52. The method of claim 40, wherein the gate electrode is polysilicon and, before the step of forming the capping layer, including the step of conducting an implant into the gate electrode and the adjacent substrate to:

convert the polysilicon gate electrode to amorphous polysilicon; and

form source and drain implants within the structure adjacent and outboard of the amorphous polysilicon gate electrode;

and including the subsequent steps of:

removing the capping layer from at least over the re-crystallized gate electrode and portions of the source and drain implants; and

forming silicide portions over the exposed source and drain implants and the exposed re-crystallized gate electrode.

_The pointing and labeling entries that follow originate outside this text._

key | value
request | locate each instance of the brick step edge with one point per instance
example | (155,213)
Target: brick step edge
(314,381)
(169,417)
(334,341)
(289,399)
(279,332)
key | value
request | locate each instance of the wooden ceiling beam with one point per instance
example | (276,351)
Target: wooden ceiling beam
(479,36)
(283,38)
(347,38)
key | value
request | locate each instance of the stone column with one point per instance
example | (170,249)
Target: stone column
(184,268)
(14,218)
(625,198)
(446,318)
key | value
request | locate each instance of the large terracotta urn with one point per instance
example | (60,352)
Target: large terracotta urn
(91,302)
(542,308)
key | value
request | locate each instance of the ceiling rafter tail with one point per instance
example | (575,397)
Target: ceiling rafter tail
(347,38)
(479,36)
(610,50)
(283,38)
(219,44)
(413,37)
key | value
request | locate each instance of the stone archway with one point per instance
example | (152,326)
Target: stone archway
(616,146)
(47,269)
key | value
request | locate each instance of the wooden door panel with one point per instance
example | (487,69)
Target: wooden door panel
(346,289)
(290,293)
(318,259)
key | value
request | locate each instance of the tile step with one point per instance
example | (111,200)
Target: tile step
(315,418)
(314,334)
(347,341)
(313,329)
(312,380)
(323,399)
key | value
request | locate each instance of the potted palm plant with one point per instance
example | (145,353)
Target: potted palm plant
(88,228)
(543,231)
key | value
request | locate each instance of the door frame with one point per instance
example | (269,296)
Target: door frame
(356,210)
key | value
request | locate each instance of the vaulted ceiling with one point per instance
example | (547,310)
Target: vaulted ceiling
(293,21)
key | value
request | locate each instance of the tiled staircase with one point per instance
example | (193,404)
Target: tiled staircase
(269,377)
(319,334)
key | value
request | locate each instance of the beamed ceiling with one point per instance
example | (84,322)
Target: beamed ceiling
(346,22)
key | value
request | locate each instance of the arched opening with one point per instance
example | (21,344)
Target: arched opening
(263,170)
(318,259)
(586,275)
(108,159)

53. The method of claim 40, wherein the gate electrode is polysilicon and, before the step of forming the capping layer, including the step of conducting an implant into the gate electrode and the adjacent substrate to:

convert the polysilicon gate electrode to amorphous polysilicon; and

form source and drain implants within the structure adjacent and outboard of the amorphous polysilicon gate electrode;

and including the subsequent steps of:

removing the capping layer from at least over the re-crystallized gate electrode and portions of the source and drain implants; and

forming silicide portions over the exposed source and drain implants and the exposed re-crystallized gate electrode;

wherein the capping layer is removed using:

HF;

H3PO4 or

a dry etch.

54. The method of claim 40, wherein the gate electrode is annealed at a temperature of from about 800 to 1100° C.

55. The method of claim 40, wherein the gate electrode is annealed at a temperature of from about 900 to 1000° C.

56. The method of claim 40, wherein the gate electrode is annealed using a furnace anneal, a rapid thermal anneal or a spike anneal.